Peintre des empereurs, Arcimboldo fut aussi à l’origine de la conception de divertissements de la Cour. Un album de dessins, conservé au cabinet d’arts graphiques du musée des Offices à Florence, témoigne de ses réalisations : donné par l’artiste à Rodolphe II, il réunit des dessins de costumes et de coiffures de parade, de traîneaux, de caparaçons pour des chevaux…

Comme le souligne en 1592 Paolo Morigia dans son Historia dell’antichità di Milano, Arcimboldo fut en particulier à l’origine de la scénographie des festivités organisées à Vienne en 1571 à l’occasion des noces de l’archiduc Charles, frère de l’empereur, avec sa nièce Marie-Anne de Bavière. Cet événement donna lieu à la publication d’un livre de fête richement illustré, dont un exemplaire est conservé par la bibliothèque de l’INHA (4 Est 241).
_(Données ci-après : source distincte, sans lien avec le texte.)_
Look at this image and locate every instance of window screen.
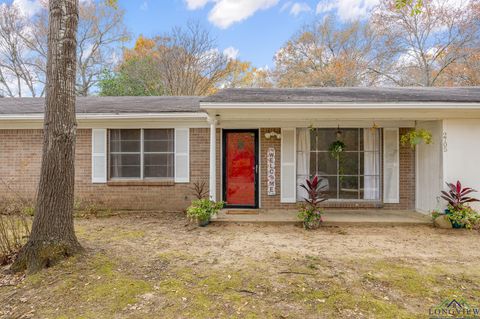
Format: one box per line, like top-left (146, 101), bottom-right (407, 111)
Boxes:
top-left (109, 129), bottom-right (174, 179)
top-left (300, 128), bottom-right (381, 200)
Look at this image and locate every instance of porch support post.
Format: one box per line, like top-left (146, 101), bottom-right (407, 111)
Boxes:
top-left (208, 117), bottom-right (217, 201)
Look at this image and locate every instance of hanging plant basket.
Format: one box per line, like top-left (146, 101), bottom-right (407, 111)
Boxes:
top-left (400, 129), bottom-right (432, 149)
top-left (328, 140), bottom-right (346, 160)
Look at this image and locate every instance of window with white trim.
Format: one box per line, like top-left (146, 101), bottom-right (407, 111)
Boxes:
top-left (109, 129), bottom-right (174, 179)
top-left (297, 128), bottom-right (381, 201)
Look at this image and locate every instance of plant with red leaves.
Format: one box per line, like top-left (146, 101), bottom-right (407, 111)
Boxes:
top-left (441, 181), bottom-right (479, 210)
top-left (300, 175), bottom-right (327, 209)
top-left (298, 175), bottom-right (327, 229)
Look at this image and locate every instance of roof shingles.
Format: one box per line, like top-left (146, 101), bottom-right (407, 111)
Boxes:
top-left (0, 96), bottom-right (201, 115)
top-left (1, 87), bottom-right (479, 116)
top-left (200, 87), bottom-right (480, 104)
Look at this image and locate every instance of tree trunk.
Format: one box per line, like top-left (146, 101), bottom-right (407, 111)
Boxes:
top-left (11, 0), bottom-right (82, 274)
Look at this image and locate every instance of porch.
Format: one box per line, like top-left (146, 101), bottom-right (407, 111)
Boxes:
top-left (214, 209), bottom-right (432, 226)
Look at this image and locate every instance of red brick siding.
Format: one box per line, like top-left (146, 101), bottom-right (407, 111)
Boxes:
top-left (0, 127), bottom-right (415, 211)
top-left (0, 128), bottom-right (210, 211)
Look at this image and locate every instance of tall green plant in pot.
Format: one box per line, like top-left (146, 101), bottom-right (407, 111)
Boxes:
top-left (298, 175), bottom-right (327, 229)
top-left (441, 181), bottom-right (480, 228)
top-left (187, 199), bottom-right (224, 227)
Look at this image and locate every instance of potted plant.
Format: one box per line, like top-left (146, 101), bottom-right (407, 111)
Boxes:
top-left (400, 129), bottom-right (432, 148)
top-left (298, 175), bottom-right (327, 230)
top-left (447, 205), bottom-right (480, 230)
top-left (440, 181), bottom-right (480, 228)
top-left (328, 140), bottom-right (346, 160)
top-left (186, 199), bottom-right (224, 227)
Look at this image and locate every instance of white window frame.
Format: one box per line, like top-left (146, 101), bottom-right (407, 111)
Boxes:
top-left (109, 128), bottom-right (175, 181)
top-left (308, 128), bottom-right (382, 201)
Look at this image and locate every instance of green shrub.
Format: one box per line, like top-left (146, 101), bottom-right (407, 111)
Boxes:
top-left (298, 175), bottom-right (326, 230)
top-left (186, 199), bottom-right (224, 223)
top-left (447, 204), bottom-right (480, 230)
top-left (298, 206), bottom-right (323, 230)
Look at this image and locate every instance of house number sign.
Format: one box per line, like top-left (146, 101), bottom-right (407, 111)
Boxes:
top-left (267, 147), bottom-right (276, 196)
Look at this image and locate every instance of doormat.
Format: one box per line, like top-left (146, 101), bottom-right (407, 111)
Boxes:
top-left (225, 210), bottom-right (259, 215)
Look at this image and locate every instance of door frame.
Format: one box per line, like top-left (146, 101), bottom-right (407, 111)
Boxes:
top-left (222, 129), bottom-right (259, 209)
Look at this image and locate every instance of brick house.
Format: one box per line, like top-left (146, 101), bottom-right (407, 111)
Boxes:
top-left (1, 87), bottom-right (480, 214)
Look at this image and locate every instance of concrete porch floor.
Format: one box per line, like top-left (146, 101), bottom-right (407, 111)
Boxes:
top-left (214, 209), bottom-right (432, 226)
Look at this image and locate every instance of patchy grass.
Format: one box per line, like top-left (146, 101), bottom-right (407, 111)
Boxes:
top-left (14, 253), bottom-right (153, 319)
top-left (1, 212), bottom-right (480, 318)
top-left (366, 260), bottom-right (435, 297)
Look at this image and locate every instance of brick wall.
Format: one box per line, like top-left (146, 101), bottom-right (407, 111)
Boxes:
top-left (259, 128), bottom-right (295, 209)
top-left (0, 128), bottom-right (210, 211)
top-left (0, 127), bottom-right (415, 211)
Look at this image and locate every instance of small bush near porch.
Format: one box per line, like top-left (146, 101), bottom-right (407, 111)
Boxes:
top-left (1, 213), bottom-right (480, 318)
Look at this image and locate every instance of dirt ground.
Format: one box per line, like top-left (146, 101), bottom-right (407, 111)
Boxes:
top-left (1, 212), bottom-right (480, 319)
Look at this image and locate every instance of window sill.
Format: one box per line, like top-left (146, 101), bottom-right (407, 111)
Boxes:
top-left (107, 180), bottom-right (175, 186)
top-left (297, 200), bottom-right (383, 208)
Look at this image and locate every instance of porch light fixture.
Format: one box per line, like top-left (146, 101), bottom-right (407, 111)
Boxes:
top-left (265, 132), bottom-right (281, 140)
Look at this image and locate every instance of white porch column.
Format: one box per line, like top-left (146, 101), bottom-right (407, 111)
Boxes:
top-left (209, 118), bottom-right (217, 201)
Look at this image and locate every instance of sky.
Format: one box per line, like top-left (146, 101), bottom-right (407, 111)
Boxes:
top-left (4, 0), bottom-right (380, 68)
top-left (121, 0), bottom-right (378, 67)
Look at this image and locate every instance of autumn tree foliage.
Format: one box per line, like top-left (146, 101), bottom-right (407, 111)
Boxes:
top-left (273, 17), bottom-right (384, 87)
top-left (370, 0), bottom-right (480, 86)
top-left (99, 36), bottom-right (165, 96)
top-left (222, 60), bottom-right (273, 88)
top-left (439, 49), bottom-right (480, 86)
top-left (101, 23), bottom-right (234, 96)
top-left (273, 0), bottom-right (480, 88)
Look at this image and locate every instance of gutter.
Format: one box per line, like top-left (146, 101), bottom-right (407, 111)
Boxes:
top-left (0, 112), bottom-right (208, 121)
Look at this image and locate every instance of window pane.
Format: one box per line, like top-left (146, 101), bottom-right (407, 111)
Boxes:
top-left (144, 153), bottom-right (173, 166)
top-left (144, 165), bottom-right (174, 178)
top-left (144, 154), bottom-right (174, 178)
top-left (361, 176), bottom-right (380, 200)
top-left (315, 152), bottom-right (337, 175)
top-left (305, 127), bottom-right (381, 200)
top-left (111, 154), bottom-right (141, 166)
top-left (110, 129), bottom-right (141, 152)
top-left (110, 129), bottom-right (141, 141)
top-left (144, 140), bottom-right (174, 153)
top-left (317, 174), bottom-right (337, 199)
top-left (144, 129), bottom-right (173, 141)
top-left (110, 141), bottom-right (141, 153)
top-left (341, 152), bottom-right (360, 175)
top-left (312, 129), bottom-right (337, 150)
top-left (110, 154), bottom-right (141, 178)
top-left (144, 129), bottom-right (174, 152)
top-left (341, 129), bottom-right (359, 151)
top-left (340, 176), bottom-right (359, 199)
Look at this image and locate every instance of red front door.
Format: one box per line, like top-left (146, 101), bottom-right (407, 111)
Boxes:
top-left (224, 130), bottom-right (258, 207)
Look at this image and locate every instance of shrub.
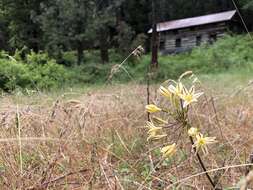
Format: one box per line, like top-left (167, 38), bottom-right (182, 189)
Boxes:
top-left (0, 58), bottom-right (31, 91)
top-left (0, 51), bottom-right (73, 91)
top-left (27, 61), bottom-right (72, 90)
top-left (81, 34), bottom-right (253, 83)
top-left (130, 34), bottom-right (253, 82)
top-left (1, 34), bottom-right (252, 91)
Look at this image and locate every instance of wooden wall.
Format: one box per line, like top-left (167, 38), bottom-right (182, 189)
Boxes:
top-left (159, 22), bottom-right (228, 54)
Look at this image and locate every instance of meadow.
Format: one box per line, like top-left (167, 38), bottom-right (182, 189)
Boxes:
top-left (0, 69), bottom-right (252, 189)
top-left (0, 34), bottom-right (253, 189)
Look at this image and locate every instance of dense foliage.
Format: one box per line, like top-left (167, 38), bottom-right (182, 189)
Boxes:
top-left (0, 0), bottom-right (252, 91)
top-left (0, 0), bottom-right (252, 64)
top-left (0, 34), bottom-right (252, 91)
top-left (0, 51), bottom-right (73, 91)
top-left (100, 35), bottom-right (253, 82)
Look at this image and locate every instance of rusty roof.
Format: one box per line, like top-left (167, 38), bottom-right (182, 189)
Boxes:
top-left (148, 10), bottom-right (236, 33)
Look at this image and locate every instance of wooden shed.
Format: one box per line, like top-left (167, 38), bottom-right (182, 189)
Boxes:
top-left (148, 10), bottom-right (238, 54)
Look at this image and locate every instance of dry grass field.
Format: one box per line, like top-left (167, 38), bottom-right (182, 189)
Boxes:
top-left (0, 72), bottom-right (253, 189)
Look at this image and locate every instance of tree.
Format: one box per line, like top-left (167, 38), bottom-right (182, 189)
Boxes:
top-left (0, 0), bottom-right (46, 52)
top-left (91, 0), bottom-right (121, 63)
top-left (237, 0), bottom-right (253, 30)
top-left (38, 0), bottom-right (94, 65)
top-left (0, 5), bottom-right (9, 50)
top-left (0, 0), bottom-right (252, 60)
top-left (115, 21), bottom-right (135, 56)
top-left (151, 0), bottom-right (158, 68)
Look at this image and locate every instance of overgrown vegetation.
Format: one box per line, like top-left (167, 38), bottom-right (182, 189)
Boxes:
top-left (131, 34), bottom-right (253, 80)
top-left (2, 0), bottom-right (253, 64)
top-left (1, 0), bottom-right (253, 189)
top-left (0, 34), bottom-right (252, 91)
top-left (0, 51), bottom-right (73, 91)
top-left (72, 34), bottom-right (253, 83)
top-left (0, 71), bottom-right (252, 189)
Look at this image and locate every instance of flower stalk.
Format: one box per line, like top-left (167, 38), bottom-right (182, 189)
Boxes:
top-left (180, 98), bottom-right (218, 189)
top-left (144, 72), bottom-right (220, 189)
top-left (188, 124), bottom-right (219, 189)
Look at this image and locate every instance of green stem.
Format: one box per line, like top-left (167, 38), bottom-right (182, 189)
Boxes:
top-left (179, 99), bottom-right (219, 189)
top-left (189, 136), bottom-right (219, 189)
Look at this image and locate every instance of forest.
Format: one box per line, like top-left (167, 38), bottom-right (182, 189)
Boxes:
top-left (1, 1), bottom-right (253, 189)
top-left (0, 0), bottom-right (252, 65)
top-left (0, 0), bottom-right (252, 91)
Cet exemplaire est précieux à plusieurs titres : sur les vingt-deux répertoriées, il compte en effet seize planches gravées sur bois dépliantes, dont onze sont coloriées. Il est aussi doté de provenances prestigieuses : il fit partie de la collection de livres de fête rassemblée par Désiré Ruggieri (1818-1885). Issu d’une dynastie d’artificiers, c’est lui qui fit relier le volume en maroquin rouge, orné de son caractéristique artificier doré. Puis le livre passa dans la collection du dramaturge Victorien Sardou (1831-1908), et Jacques Doucet l’acquit lors de sa vente, vente à laquelle le couturier acheta aussi les remarquables planches enluminées du Carrousel des Galans Maures par Jean Berain.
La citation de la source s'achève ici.